Chicago Medical School at Rosalind Franklin University of Medicine and Science North Chicago, IL
Award: Presidential Poster Award
Talia F.. Malik, MD1, Tilak Shah, MD2 1Chicago Medical School at Rosalind Franklin University of Medicine and Science, North Chicago, IL; 2Digestive Disease Institute, Cleveland Clinic Florida, Weston, FL
Introduction: Endoscopic mucosal resection (EMR) is appropriate for en bloc resection of gastric intramucosal lesions < 15 mm in size, but endoscopic submucosal dissection (ESD) is required for larger lesions. ESD is technically challenging, labor intensive and reimbursement is rarely commensurate with the time required to perform it in the US. We describe a novel technique that combines the simplest aspects of submucosal dissection with over-the-scope clip (OTSC) placement and snare cautery to achieve en bloc resection in a safe and efficient manner.
E-MICRON technique:
Step 1 -The lesion is inspected and cautery marks are placed 1-2 mm around the lesion margins (C).
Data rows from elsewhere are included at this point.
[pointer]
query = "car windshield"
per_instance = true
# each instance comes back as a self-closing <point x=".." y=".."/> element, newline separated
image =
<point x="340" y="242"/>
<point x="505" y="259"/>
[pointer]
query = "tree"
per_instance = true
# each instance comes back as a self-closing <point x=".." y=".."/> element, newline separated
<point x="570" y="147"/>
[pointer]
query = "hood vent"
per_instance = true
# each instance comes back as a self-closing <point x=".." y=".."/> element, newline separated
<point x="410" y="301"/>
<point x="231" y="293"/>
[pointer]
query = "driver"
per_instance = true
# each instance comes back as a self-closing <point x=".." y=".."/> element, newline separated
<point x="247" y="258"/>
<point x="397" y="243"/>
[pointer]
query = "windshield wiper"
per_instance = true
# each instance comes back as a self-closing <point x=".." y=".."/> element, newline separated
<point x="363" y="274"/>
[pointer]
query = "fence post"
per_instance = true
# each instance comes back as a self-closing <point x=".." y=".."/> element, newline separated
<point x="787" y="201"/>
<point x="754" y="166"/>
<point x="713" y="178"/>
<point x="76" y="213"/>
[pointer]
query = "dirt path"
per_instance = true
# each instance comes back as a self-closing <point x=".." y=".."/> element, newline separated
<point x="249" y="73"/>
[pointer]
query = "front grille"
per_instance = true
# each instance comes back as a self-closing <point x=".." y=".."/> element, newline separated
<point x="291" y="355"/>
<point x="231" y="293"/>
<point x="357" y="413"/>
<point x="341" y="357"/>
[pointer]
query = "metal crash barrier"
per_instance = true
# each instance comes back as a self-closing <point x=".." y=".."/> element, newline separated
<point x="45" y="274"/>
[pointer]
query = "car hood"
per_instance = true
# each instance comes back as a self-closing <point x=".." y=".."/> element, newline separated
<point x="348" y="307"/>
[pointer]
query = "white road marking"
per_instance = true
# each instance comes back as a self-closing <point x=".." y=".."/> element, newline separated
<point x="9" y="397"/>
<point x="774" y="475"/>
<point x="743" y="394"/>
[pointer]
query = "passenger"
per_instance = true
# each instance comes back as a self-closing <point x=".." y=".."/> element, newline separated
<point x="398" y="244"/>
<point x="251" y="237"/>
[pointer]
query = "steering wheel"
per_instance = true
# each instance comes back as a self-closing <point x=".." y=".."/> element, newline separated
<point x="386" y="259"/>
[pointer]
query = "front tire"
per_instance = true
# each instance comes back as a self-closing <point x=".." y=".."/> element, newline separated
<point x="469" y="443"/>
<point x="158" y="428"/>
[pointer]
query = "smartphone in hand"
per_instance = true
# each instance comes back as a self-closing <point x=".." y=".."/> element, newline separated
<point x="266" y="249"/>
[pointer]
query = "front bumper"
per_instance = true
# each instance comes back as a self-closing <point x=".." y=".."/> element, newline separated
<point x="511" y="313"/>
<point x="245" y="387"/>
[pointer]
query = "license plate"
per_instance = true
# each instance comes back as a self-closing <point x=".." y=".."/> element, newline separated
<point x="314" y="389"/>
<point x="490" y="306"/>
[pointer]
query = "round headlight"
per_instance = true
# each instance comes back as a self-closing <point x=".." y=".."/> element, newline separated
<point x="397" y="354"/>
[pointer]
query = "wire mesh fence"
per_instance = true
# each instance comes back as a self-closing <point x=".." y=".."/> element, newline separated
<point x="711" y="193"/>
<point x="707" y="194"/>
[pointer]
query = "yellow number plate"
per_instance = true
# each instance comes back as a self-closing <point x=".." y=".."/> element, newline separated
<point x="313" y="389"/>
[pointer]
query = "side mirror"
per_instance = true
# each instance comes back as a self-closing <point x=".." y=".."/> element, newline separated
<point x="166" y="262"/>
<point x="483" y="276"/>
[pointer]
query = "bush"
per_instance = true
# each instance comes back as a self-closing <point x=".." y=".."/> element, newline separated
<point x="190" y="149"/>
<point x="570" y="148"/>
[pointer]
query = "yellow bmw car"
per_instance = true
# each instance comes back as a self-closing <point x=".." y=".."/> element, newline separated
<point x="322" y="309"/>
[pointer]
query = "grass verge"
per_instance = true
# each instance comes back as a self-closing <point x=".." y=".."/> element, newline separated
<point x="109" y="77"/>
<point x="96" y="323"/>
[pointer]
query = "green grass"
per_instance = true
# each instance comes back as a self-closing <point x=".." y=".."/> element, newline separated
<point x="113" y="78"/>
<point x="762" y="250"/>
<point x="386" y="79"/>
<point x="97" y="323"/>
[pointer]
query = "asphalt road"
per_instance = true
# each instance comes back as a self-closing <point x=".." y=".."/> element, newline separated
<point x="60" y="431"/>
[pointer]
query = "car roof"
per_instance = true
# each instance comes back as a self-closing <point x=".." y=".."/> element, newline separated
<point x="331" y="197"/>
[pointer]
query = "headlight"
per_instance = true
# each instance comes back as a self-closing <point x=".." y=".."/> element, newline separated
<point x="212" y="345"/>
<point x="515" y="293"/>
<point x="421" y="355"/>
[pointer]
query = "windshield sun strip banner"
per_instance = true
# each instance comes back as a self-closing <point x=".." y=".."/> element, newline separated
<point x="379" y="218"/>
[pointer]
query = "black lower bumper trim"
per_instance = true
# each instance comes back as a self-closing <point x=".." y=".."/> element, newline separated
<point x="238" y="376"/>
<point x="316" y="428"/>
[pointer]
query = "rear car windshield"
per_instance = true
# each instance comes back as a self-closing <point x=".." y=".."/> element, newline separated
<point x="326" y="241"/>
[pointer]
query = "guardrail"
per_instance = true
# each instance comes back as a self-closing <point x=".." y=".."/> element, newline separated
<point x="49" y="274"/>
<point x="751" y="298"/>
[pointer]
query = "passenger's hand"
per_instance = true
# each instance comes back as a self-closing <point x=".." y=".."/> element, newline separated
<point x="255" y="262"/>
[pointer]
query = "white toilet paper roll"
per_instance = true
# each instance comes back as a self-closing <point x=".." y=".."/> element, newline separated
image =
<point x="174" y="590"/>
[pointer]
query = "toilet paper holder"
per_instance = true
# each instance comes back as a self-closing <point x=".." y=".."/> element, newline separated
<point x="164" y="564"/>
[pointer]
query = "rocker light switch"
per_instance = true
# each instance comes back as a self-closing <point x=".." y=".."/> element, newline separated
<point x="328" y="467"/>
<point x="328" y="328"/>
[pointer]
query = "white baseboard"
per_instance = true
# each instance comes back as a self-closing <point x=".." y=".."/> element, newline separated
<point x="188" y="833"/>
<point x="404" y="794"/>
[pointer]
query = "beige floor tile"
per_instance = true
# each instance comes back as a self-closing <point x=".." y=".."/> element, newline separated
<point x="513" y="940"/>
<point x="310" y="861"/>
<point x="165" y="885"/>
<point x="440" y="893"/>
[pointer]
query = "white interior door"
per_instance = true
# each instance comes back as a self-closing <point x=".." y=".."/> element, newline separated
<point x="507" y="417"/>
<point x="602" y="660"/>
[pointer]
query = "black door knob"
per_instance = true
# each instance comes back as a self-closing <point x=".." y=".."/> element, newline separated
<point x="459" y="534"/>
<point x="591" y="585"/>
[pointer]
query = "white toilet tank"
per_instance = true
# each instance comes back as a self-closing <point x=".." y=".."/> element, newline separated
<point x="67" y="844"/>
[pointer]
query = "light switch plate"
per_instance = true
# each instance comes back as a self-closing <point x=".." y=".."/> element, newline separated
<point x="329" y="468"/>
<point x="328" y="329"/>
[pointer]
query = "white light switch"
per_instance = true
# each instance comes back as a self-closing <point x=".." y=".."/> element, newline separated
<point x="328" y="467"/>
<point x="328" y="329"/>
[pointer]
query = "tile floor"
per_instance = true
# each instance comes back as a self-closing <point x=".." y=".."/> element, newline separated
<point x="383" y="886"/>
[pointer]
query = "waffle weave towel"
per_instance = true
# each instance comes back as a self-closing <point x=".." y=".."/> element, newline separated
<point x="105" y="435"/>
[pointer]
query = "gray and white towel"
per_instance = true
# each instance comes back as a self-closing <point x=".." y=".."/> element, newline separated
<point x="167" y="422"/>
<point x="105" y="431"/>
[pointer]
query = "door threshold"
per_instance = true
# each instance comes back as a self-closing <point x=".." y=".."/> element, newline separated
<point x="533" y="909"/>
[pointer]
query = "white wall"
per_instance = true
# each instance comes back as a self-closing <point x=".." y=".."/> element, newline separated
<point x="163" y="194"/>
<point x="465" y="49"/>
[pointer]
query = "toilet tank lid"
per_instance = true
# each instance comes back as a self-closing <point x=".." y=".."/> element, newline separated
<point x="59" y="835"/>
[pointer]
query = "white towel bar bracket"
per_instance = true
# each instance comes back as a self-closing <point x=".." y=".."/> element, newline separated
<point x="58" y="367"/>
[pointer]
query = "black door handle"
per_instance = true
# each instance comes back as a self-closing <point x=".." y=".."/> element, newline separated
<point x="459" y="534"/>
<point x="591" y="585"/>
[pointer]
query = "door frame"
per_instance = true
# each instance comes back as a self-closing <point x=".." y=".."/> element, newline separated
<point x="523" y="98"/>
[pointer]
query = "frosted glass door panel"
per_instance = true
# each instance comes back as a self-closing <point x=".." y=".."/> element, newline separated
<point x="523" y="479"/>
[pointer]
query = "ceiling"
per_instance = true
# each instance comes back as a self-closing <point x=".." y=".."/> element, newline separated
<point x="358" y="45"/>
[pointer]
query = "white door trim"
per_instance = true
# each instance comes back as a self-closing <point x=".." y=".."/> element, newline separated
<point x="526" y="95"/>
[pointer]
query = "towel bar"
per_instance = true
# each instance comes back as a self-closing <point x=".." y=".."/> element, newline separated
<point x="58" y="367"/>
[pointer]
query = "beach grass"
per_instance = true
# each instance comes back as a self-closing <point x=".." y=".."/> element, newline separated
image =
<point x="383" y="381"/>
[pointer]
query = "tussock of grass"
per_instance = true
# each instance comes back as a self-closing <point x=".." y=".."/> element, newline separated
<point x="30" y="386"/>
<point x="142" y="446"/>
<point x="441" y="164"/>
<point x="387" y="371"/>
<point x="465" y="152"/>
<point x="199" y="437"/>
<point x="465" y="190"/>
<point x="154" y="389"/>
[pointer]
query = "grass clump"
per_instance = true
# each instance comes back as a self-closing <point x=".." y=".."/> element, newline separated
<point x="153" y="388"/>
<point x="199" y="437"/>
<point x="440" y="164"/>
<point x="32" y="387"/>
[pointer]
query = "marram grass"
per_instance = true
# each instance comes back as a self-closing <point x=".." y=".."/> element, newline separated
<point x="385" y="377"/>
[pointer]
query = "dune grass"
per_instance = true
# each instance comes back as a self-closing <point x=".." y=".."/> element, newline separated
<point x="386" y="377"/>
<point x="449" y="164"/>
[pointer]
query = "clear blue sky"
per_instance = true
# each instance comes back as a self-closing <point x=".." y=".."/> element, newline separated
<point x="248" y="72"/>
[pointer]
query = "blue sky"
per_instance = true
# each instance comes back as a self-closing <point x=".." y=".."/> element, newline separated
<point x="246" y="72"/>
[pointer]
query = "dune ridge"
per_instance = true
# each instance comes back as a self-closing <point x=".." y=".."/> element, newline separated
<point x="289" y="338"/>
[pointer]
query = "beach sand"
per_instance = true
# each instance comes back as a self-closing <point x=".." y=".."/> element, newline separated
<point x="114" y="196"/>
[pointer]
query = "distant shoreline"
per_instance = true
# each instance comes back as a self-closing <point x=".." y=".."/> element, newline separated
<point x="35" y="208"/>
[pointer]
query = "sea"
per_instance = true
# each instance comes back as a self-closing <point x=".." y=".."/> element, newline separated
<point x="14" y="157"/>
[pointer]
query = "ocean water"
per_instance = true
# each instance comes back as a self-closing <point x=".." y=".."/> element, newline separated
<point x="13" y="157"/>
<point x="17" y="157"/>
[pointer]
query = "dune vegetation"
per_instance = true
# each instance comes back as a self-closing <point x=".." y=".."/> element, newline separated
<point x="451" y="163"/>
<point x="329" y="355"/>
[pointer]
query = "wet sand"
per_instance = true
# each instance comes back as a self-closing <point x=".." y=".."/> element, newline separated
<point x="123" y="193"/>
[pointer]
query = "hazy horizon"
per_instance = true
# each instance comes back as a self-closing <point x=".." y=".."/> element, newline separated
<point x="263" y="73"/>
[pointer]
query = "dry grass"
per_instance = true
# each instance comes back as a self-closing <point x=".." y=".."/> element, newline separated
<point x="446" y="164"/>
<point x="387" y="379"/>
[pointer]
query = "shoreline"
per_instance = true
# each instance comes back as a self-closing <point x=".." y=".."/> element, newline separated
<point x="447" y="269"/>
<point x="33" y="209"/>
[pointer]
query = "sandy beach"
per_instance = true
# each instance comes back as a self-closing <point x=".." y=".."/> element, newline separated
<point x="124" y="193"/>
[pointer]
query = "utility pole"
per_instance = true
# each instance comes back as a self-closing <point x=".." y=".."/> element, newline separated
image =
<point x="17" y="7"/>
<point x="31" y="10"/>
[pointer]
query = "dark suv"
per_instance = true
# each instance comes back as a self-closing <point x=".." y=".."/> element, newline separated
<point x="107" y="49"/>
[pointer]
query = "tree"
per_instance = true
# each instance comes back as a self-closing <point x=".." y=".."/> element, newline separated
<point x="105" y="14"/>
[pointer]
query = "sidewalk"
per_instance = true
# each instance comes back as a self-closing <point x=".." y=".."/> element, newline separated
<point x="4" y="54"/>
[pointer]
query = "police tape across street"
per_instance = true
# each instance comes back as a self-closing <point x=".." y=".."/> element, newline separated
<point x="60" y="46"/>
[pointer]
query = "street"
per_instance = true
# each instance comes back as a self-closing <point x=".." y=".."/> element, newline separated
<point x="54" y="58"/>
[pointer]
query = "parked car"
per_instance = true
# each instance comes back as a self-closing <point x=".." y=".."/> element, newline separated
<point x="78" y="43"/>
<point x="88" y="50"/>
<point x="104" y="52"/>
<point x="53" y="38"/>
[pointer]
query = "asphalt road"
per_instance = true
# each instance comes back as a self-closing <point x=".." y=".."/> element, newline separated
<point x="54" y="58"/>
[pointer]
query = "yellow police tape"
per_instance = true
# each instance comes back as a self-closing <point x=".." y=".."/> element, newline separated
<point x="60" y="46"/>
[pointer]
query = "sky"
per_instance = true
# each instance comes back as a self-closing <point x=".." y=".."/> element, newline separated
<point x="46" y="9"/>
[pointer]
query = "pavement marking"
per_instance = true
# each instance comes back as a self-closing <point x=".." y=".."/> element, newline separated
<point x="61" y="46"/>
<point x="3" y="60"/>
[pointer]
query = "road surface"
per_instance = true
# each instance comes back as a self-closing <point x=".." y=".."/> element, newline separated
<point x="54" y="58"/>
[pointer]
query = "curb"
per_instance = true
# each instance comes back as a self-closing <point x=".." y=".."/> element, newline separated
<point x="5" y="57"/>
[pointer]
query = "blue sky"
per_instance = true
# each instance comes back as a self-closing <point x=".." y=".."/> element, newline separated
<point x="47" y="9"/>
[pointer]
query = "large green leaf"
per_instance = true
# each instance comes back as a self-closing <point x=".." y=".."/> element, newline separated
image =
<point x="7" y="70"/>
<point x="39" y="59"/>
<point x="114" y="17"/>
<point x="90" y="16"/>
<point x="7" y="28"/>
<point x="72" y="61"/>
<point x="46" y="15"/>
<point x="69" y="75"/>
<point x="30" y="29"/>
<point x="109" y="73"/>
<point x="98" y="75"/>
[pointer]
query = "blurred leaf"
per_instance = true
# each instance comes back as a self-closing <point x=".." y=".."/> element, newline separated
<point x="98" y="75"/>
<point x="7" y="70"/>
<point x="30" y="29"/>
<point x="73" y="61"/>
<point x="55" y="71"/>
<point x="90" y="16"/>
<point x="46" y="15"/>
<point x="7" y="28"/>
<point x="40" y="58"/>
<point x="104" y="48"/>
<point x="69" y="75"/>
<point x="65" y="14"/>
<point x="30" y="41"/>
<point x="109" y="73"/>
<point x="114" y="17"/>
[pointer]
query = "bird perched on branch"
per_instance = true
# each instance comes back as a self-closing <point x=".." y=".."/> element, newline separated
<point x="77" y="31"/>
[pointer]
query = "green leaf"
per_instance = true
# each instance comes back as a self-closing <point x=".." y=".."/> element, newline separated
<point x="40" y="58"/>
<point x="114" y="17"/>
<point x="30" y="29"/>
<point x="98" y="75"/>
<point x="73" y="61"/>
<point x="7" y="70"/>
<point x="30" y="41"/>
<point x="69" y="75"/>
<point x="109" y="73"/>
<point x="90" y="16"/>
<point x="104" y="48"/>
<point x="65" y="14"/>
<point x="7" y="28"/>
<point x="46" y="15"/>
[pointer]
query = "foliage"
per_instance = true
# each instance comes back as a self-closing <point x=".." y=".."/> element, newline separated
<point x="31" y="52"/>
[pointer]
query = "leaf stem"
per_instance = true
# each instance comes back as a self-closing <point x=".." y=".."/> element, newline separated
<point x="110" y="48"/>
The margin is raised with submucosal injection. Circumferential Endoscopic Mucosal Incision is performed using an ESD knife (D). Step 2 -Once no longer tethered to the adjacent mucosa, the lesion becomes considerably smaller. The endoscopist can suction the lesion completely into the cap of an OTSC. After suctioning the lesion into the cap, the OTSC is deployed (E). We utilize a Padlock clip (Steris Medical, Mentor, OH). Step 3 -Snare cautery ResectiON is performed above the OTSC (F).
Case Description/Methods: Four cases highlight applications of E-MICRON technique(Table 1) Case 1: 70-year-old Caucasian woman with cirrhosis was incidentally found to have a 25-mm sessile non-circumferential mass on the lesser curvature of the stomach (A). Case 2: 68-year-old African American woman who had been undergoing surveillance of a stable 10 mm gastric subepithelial lesion arising from the muscularis propria, located along the lesser curvature (B). Case 3: 66-year-old Chinese woman who had previously undergone EMR of intramucosal cancer at the incisura. Case 4: 88-year-old Caucasian woman referred for irregular appearing mucosa surrounding a superficial ulcer along the lesser curvature.
In all 4 cases, en bloc resection was achieved with negative deep and lateral margins. There were no adverse events, and patients were discharged home the same day.
Discussion: When compared to ESD, E-MICRON is technically easier, less time-consuming, and likely carries a far lower risk of bleeding and perforation. The technique may facilitate more widespread utilization of endoscopic resection for neoplastic foregut lesions > 2 cm in size and for subepithelial tumors. In turn, increased utilization of endoscopic resection could reduce morbidity related to surgery for appropriately selected patients. Larger studies are necessary to corroborate our encouraging early results.
Figure: Figure 1. Endoscopic Mucosal Incisional Closure Resection (E-MICRON) technique for en bloc foregut resection.
Disclosures:
Talia Malik indicated no relevant financial relationships.
Tilak Shah: Steris Medical – Consultant.
Talia F.. Malik, MD1, Tilak Shah, MD2. P3747 - Endoscopic Mucosal Incisional, Closure, ResectiON (E-MICRON): A Novel Technique for Safe and Efficient En-Bloc Foregut Resection, ACG 2023 Annual Scientific Meeting Abstracts. Vancouver, BC, Canada: American College of Gastroenterology.